Do NPR and PBS deserve public funding?
“They didn’t break in like the local stations did and so forth. The seven private stations posted over 70 alerts on their social pages throughout the day started at 7:24 in the morning.
“My point being, private stations in the communities in which I live were there for the people of Texas. They were there presenting the information necessary, and the public stations were completely MIA.”
This looks pretty bad for NPR and cuts the legs from underneath its argument that it provides a necessary service.
When a disaster like the one seen in Texas strikes, seconds matter.
Leftists can drone on about President Donald Trump‘s cuts to the federal workforce exacerbating the issue when it comes to the National Weather Service and so forth, but where were NPR and TPR?
They were apparently groveling for money rather than proving why they needed it.
Democrats would bemoan less tax dollars going to NPR.

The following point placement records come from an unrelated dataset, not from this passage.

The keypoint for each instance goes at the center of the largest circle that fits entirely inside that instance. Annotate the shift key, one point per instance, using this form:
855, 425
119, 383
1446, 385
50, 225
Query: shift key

Former senior business editor for NPR Uri Berliner outed the network for their growing bias in recent years in April 2024, detailing how the network pushed the Russia-collusion hoax against Trump, refused to pursue the story of Hunter Biden’s laptop, refused to entertain the origins of COVID-19 being from a lab in Wuhan, China, and decided to take the side of the screaming mob, implementing backwards race-based trainings in the wake of George Floyd’s death in 2020.
That’s all to say, left-wing talking points became NPR talking points.
This is no longer a network for all the American people, so why should they fund it?